Cadre des assurances de profession, Soumane Touré, actuel Président du
Parti Africain de l'Indépendance (PAI) et Député à l'Assemblée nationale du
Burkina Faso, fut aussi un grand leader syndical de notre pays.
Il fut élève au lycée Ouezzin Coulibaly de Bobo-Dioulasso où déjà, il fut acquis aux idées révolutionnaires. Il se définit comme un héritier spirituel d'Amirou Thiombiano, un des grands fondateur du PAI en août 1963.
Après la
licence en droit obtenue à l'Université de Dakar, Soumane Touré choisit de se
spécialiser en assurances en France, d'où il rentre au pays avec l'auréole de
premier cadre en assurances de Haute-Volta.
Il est engagé en août 1974 en qualité d'inspecteur technique à la Société Nationale d'Assurances et de Réassurances (SONAR) où il va passer toute sa carrière professionnelle, tout en rejettant à plusieurs reprises les propositions de nomination à la tête de la société. Il est mis à la retraite anticipée en l'an 2000.
Mais la vie de Soumane Touré est beaucoup plus rythmée par l'activité politico-syndicale sur laquelle repose surtout sa notoriété.
En milieu
estudiantin déjà, Soumane Touré était un leader syndical de premier rang. Grand
tribun qui savait s'adresser aux foules, il fut le rapporteur de l'historique
congrès de l'Union Générale des Etudiants Voltaïques (UGEV) aujourd'hui UGEB
tenu à Ouagadougou en 1971 qui a, en son temps préconisé la réorientation du
mouvement étudiant voltaïque.
En milieu professionnel, Soumane Touré, Secrétaire Général de la Fédération Syndicale des Banques, Assurances, Commerce et Industrie (FESBACI) fut à partir de 1976 Secrétaire Général de la Confédération Syndicale Voltaïque (CSV) aujourd'hui Confédération Syndicale Burkinabé (CSB) et ce, jusqu'à son éviction de la tête de cette centrale sous le Conseil National de la Révolution en 1984.
Au plan politique, Soumane Touré fut l'un des dirigeants de la Ligue Patriotique pour le Développement (LIPAD), mouvement patriotique de masse créé sous l'égide du PAI au temps où il évoluait dans la clandestinité et qui va contribuer à la destabilisation des gouvernements de la 3ème république.

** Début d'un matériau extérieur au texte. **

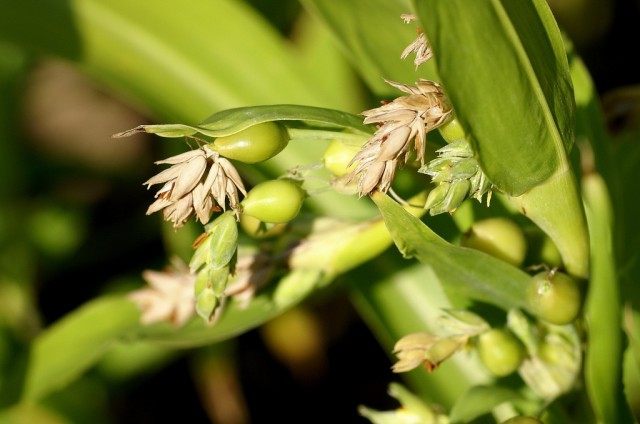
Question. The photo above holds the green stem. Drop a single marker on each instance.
(555, 207)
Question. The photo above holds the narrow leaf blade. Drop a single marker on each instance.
(470, 272)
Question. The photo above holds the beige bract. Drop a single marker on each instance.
(420, 46)
(169, 296)
(425, 349)
(198, 182)
(402, 125)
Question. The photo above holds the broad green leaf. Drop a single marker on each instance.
(504, 69)
(126, 360)
(69, 347)
(373, 37)
(631, 364)
(469, 272)
(603, 357)
(231, 121)
(30, 414)
(182, 63)
(318, 49)
(99, 324)
(480, 400)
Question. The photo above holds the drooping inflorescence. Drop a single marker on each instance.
(402, 128)
(198, 182)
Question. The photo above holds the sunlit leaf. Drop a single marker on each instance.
(504, 68)
(70, 346)
(373, 37)
(603, 357)
(466, 271)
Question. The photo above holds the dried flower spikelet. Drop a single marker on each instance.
(402, 125)
(420, 46)
(424, 348)
(252, 272)
(168, 297)
(198, 182)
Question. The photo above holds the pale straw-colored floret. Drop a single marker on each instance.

En raison de la violence de ses propos syndicaux et politiques, Soumane Touré dut souvent se réfugier dans la clandestinité pour échapper à la répression. Il connut la prison pendant la révolution du 4 août 1983.
Aux élections législatives de mai 2002, le PAI, devenu officiel obtint cinq sièges à l'Assemblée Nationale. Soumane Touré élu, est membre de la Commission des Finances et du Budget (COMFIB). Son parti qui est membre du Groupe Parlementaire "Convention des Forces Républicaines" (CFR) signe avec le parti majoritaire, le CDP d'une part un accord parlementaire faisant de ses élus des membres de la majorité parlementaire, et d'autre part, un accord gouvernemental accordant à son parti deux portefeuilles gouvernementales dans le deuxième gouvernement de Paramaga Ernest Yonli. Mais le 15 août 2005 le PAI investit Soumane Touré à l'élection présidentielle du 13 novembre 2005. Cette investiture entraina la rupture des alliances et donc le départ des deux ministres du PAI du Gouvernement.